Event / In Conversation
In conversation with Richard Ackland
Venue: gleebooks, 49 Glebe Point Rd, Glebe
Cost: $10/$7 conc. gleeclub welcome
Book: gleebooks - 9660 2333 or Secure Online Booking
In recent years, time-hallowed rescue at sea obligations have been constrained and corroded by an increasingly ruthless and cynical Australian maritime border security system. This system routinely collects large amounts of human and signals intelligence on boats that may be on their way towards Australia’s territorial waters. But it sometimes declines to acknowledge and act on that intelligence when it indicates the possibility of a ‘suspected irregular entry vessel’—a SIEV—in peril at sea.
In five major separate boat sinkings or disappearances since SIEV X in 2001, more than 400 asylum seekers bound for Australia have been lost at sea. In Reluctant Rescuers, Tony Kevin forensically examines what can be learned from exploring the public record on the four more recent tragedies in 2009–2011.
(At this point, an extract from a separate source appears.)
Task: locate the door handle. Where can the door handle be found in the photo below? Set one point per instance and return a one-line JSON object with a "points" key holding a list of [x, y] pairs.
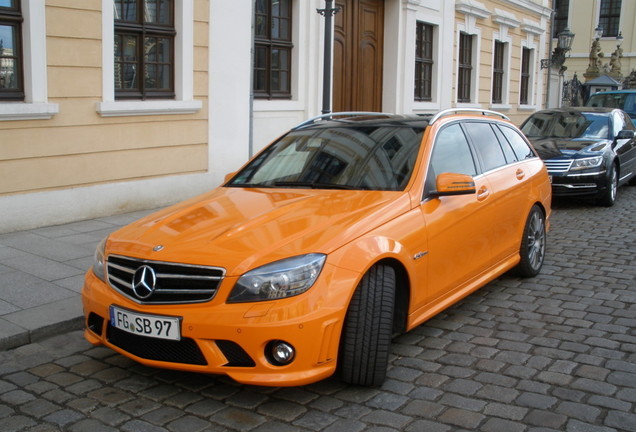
{"points": [[483, 193]]}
His main conclusion: that the Australian border security system has lost its moral compass. Safety of life at sea must now be reaffirmed as a declared core responsibility of the system.
Reluctant Rescuers will interest anyone concerned with Australian border security and the challenge of irregular arrivals of boat people, from whatever side of this debate they come. Its starting point is the obligation of any civilised government to maintain border policing regimes that respect and care for all human life in peril.
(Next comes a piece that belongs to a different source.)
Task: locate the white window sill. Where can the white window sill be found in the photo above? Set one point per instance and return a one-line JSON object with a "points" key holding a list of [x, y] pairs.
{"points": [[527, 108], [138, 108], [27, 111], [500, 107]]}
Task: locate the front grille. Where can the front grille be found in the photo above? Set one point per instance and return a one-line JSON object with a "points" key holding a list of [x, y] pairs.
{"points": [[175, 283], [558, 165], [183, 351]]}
Tony Kevin is a former Australian ambassador whose courageous questions in 2002 sparked off the Senate inquiry into the sinking of SIEV X and who later wrote the prizewinning investigative book A Certain Maritime Incident: the sinking of SIEV X (Scribe, 2004, 2006, 2008) on this subject.
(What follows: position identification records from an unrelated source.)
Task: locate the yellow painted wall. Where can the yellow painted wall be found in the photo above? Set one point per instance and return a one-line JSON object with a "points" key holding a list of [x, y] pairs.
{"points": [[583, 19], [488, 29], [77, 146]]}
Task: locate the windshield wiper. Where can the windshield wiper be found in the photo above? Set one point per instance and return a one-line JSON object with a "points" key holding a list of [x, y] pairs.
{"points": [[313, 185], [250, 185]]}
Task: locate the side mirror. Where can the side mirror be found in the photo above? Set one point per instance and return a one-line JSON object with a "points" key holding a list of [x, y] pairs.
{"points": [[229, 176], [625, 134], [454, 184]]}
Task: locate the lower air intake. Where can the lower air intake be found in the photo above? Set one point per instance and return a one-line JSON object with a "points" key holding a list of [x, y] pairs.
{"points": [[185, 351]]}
Richard Ackland is an Australian journalist, publisher and lawyer, who has won many awards for his reporting. He initially worked in the financial press and was appointed the Canberra correspondent for the Australian Financial Review during the 1970s. In 1986, he founded his law publishing company, Law Press of Australia, and since then has continued to be the publisher of two important Australian legal journals, Justinian and the Gazette of Law and Journalism. He presented ABC TV's Media Watch in 1998 –1999, and Radio National's Late Night Live and Breakfast programs. As presenter of Media Watch, he won a Gold Walkley for helping to expose the notorious cash for comment affair. He is currently the legal columnist for Fairfax Media and writes a regular column on legal affairs, law and society and the media.